Bu yılki Reuters Enstitüsü Dijital Haberler Raporu, küresel bir yaşam maliyeti krizi, Avrupa’nın kalbinde devam eden bir savaş ve dünya çapında daha fazla iklim istikrarsızlığı zemininde geliyor. Bu bağlamda, güçlü bir doğru, iyi finanse edilmiş, bağımsız gazetecilik arzı kritik olmaya devam ediyor, ancak anketimizin kapsadığı ülkelerin çoğunda, bu koşulların düşük güven seviyeleri, azalan katılım ve belirsiz bir iş ortamı tarafından zorlandığı görülüyor.
Raporun, sektör ve birçok sıradan insan için özellikle zor bir dönemde bu konulara yeni bakış açıları getirmeyi amaçlıyor. Düşük katılımın ve haberlerden seçici bir şekilde kaçınmanın arkasında ne olduğunu daha ayrıntılı olarak inceleniyor ve bununla mücadele edebilecek yaklaşımlar için halkın iştahını araştırıyoruz. Daha spesifik olarak, insanların kişisel mali durumları hakkında bilgi edinmek için kullandıkları kaynaklara ve farklı grupların bu tür bilgileri ne ölçüde kolay veya zor anladığını inceliyor.
Hanehalkı harcamalarındaki daralma ışığında, birçok kişinin haber medyasına ne kadar harcama yapabileceklerini yeniden düşündüğünü görüyoruz. Geçen yıl aboneliklerini iptal eden, sürdüren ve başlatan tüketicilerle kaydolmanın altında yatan nedenleri ve temel engelleri anlamak için Birleşik Krallık, ABD ve Almanya’da ayrıntılı niteliksel araştırmalar yürüttük.
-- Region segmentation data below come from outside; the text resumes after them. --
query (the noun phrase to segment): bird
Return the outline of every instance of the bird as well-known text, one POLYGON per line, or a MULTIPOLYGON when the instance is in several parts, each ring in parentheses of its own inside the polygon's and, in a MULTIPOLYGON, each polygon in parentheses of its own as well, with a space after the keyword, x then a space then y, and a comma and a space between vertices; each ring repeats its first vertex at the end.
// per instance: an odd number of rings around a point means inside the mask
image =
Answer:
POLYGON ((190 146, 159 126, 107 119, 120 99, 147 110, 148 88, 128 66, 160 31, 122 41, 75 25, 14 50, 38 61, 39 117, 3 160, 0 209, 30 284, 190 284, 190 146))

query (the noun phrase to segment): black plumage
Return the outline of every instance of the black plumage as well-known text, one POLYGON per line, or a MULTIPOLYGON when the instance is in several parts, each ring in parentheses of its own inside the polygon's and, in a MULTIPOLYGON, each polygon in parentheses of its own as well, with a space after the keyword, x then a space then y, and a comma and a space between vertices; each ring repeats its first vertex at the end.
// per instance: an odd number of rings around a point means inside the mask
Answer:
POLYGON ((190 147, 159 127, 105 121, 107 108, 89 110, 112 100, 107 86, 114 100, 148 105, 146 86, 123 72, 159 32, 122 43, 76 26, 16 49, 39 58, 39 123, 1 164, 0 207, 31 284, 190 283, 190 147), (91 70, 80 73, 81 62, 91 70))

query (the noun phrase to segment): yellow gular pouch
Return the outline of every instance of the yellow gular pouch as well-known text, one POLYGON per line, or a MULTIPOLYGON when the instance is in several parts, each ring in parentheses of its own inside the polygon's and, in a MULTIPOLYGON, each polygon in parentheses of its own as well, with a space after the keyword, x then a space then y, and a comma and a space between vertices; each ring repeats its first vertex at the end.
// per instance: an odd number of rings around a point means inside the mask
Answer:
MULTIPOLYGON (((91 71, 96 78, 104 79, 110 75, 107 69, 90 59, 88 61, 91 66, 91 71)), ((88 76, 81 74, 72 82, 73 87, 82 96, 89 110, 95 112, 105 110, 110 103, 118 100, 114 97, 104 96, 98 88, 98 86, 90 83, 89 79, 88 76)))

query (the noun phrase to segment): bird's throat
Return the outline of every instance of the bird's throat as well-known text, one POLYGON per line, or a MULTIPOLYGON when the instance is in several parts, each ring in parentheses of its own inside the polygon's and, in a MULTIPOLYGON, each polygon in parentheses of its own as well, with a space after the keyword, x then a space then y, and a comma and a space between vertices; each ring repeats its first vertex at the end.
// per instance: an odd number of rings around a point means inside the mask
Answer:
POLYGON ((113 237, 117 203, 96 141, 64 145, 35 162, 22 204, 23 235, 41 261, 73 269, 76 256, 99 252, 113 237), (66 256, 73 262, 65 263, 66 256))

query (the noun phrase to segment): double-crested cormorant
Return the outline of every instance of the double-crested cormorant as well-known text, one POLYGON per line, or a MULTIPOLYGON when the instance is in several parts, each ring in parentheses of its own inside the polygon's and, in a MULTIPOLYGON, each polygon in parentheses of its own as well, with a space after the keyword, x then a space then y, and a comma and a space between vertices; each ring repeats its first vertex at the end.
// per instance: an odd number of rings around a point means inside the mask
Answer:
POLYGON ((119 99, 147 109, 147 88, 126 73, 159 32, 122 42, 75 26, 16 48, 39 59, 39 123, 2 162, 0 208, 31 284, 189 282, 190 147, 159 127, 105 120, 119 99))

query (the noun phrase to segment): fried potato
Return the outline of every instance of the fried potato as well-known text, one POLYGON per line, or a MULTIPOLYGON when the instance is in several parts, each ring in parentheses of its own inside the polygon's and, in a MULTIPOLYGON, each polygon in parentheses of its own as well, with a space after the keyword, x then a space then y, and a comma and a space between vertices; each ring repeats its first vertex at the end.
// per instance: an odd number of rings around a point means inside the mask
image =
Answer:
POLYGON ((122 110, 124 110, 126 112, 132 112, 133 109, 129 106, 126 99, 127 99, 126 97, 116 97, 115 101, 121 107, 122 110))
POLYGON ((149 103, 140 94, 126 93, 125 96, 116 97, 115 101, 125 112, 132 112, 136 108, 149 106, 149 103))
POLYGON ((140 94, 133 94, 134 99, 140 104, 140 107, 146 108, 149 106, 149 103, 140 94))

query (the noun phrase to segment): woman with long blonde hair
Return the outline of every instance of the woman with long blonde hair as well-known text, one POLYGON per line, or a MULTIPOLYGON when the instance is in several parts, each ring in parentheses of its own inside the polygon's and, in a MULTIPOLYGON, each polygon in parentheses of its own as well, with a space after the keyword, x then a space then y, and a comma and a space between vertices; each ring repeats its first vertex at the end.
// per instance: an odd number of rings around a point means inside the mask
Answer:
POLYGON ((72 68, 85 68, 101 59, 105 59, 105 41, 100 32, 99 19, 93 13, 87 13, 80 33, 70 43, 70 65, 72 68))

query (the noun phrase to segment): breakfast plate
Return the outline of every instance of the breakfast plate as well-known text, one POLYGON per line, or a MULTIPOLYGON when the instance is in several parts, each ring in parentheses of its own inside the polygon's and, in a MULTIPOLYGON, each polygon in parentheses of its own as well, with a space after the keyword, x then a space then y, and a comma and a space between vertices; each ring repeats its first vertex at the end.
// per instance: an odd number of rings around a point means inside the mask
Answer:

Sektörel gelişmeleri yerel verilerle birleştiren ülkemiz ve pazar sayfalarında, farklı medya şirketlerinin ekonomik gerilemeyi nasıl yönettiğini ve birçoğunun kaynaklarını yayından veya baskıdan daha uzağa kaydırarak dijitale yöneldiğini görüyoruz.
Belki de bu yılki rapordaki en çarpıcı bulgular, kısmen Facebook gibi geleneksel ağlarla azalan etkileşim ve TikTok’un ve bir dizi diğer video odaklı ağların yükselişiyle karakterize edilen sosyal medyanın değişen doğasıyla ilgilidir. Yine de, kanalların bu artan parçalanmasına ve yanlış bilgilendirme ve algoritmalar hakkında halkın huzursuzluğunun rekor seviyelere yakın olduğuna dair kanıtlara rağmen, bu aracılara olan bağımlılığımız artmaya devam ediyor. Verilerimiz, bu değişimin, sosyal medyayla büyüyen ve bugünlerde gazetecilerden çok fenomenlere veya ünlülere ilgi gösteren en genç kuşakların alışkanlıklarından nasıl güçlü bir şekilde etkilendiğini her zamankinden daha net bir şekilde gösteriyor. haberler.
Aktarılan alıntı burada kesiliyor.